Cost Management and Profitability

In a testament to its operational prowess, the company implemented rigorous cost control measures culminating in a 25% year-over-year reduction in operating expenses. This discipline has skyrocketed LPS Brasil to an impressive EBITDA margin of 38.1%—one of the top three highest quarterly margins since 2014. The company’s consolidated net income, before the effects of International Financial Reporting Standards (IFRS), reached BRL 10.6 million in the quarter, up by a notable 108% compared to the same period in 2022. Their continued expansion has seen them break new ground with a presence in all 26 Brazilian states and the federal district, consolidating their national presence.

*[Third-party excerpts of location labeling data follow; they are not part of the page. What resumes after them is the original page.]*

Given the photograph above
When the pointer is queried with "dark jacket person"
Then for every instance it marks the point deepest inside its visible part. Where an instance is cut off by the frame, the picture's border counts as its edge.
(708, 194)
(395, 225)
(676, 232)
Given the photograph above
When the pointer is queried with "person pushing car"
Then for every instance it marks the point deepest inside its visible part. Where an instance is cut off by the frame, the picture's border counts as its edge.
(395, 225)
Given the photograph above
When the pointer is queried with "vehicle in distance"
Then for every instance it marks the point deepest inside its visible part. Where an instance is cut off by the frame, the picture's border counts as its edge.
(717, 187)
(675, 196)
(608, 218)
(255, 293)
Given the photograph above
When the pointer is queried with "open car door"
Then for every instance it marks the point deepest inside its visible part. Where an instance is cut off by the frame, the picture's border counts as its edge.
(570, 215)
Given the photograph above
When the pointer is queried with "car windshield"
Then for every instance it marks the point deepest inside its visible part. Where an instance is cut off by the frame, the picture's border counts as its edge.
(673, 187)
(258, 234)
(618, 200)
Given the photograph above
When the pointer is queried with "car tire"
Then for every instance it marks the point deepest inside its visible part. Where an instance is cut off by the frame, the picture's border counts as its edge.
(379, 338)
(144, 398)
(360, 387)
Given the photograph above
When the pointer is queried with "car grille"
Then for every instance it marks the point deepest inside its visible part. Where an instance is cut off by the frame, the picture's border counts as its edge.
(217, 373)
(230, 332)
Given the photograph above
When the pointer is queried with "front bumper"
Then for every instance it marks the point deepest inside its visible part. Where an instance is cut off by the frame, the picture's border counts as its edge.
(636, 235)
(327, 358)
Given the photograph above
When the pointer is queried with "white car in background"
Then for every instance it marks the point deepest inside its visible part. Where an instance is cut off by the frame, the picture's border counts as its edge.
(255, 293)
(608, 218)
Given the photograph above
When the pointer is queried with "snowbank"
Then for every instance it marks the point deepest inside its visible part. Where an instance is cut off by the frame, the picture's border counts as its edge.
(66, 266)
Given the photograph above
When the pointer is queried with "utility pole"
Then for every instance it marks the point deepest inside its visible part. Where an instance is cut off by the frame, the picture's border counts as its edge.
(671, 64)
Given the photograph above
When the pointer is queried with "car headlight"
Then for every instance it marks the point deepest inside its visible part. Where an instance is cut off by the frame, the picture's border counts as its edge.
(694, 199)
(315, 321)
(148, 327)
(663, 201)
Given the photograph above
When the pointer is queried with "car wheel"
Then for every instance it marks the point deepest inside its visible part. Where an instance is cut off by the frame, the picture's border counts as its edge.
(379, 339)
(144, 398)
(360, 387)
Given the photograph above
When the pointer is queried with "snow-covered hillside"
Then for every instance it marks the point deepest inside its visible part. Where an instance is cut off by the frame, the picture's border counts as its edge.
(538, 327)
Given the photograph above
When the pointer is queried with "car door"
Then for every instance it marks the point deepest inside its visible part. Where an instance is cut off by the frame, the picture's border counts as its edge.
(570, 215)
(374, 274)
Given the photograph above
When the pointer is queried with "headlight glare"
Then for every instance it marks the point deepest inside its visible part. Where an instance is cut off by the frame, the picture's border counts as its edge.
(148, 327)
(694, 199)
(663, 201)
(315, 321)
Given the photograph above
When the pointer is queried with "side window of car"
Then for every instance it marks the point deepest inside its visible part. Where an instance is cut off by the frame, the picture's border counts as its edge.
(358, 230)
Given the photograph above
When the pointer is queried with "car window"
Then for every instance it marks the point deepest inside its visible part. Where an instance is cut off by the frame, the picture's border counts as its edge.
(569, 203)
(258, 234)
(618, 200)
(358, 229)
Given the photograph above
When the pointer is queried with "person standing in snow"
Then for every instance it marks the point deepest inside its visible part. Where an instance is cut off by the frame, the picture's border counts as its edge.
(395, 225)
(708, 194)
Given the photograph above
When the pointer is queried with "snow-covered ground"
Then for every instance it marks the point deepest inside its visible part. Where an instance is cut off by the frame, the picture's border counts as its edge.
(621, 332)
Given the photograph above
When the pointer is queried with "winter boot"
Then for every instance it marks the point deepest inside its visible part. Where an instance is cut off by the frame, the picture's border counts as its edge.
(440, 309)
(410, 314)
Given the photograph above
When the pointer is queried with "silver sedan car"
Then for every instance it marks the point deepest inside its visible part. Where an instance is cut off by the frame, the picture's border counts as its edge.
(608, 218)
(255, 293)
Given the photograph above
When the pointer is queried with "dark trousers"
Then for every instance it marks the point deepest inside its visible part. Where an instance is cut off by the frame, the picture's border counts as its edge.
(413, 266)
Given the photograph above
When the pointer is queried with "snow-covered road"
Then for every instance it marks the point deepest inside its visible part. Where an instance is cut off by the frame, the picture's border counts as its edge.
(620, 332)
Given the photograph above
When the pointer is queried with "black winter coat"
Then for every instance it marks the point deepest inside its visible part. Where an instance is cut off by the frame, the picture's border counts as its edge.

Operational Highlights and Franchising Success

Transaction volume reached new heights with transactions closed at BRL 2.7 billion in the quarter, and franchise operations closing BRL 1.6 billion, a 22% increase from the third quarter of 2022. Although own operations closed at BRL 1 billion, down by 16%, this was offset by the company's successful franchising strategy and consistent enhancements in its portal and blog, which combined, generated a historical high of over 54,000 leads. The substantial reach of 195 stores—178 franchised and 17 owned—illustrates the company's scalable business model and strategic expansion.

CrediPronto’s Adaptation to Market Dynamics

CrediPronto navigated stringent credit conditions posed by the banking sector, facing a 36% drop in originations for the quarter compared to the third quarter of 2022. Despite the credit squeeze, CrediPronto still managed growth with a year-on-year increase of more than BRL 1 billion in the portfolio. The results were bolstered by deliberate cost reductions exceeding BRL 3 million, showcasing operational efficiencies that hint at future potential.

Financial Results and Efficiency Milestones

LPS Brasil’s financial figures reflect a mix of contraction and performance enhancement. Net revenue was down 5% year-over-year to BRL 44.8 million. The intermediation, franchise, and CrediPronto segments saw declines in net revenue, but this was paralleled by a noteworthy 25% drop in total recurring costs and expenses. The efficiency achieved is remarkable—LPS Brasil now operates with a workforce nearly a fourth of its 2012 size, yet it is transacting BRL 37 million per employee, the highest efficiency point in its history.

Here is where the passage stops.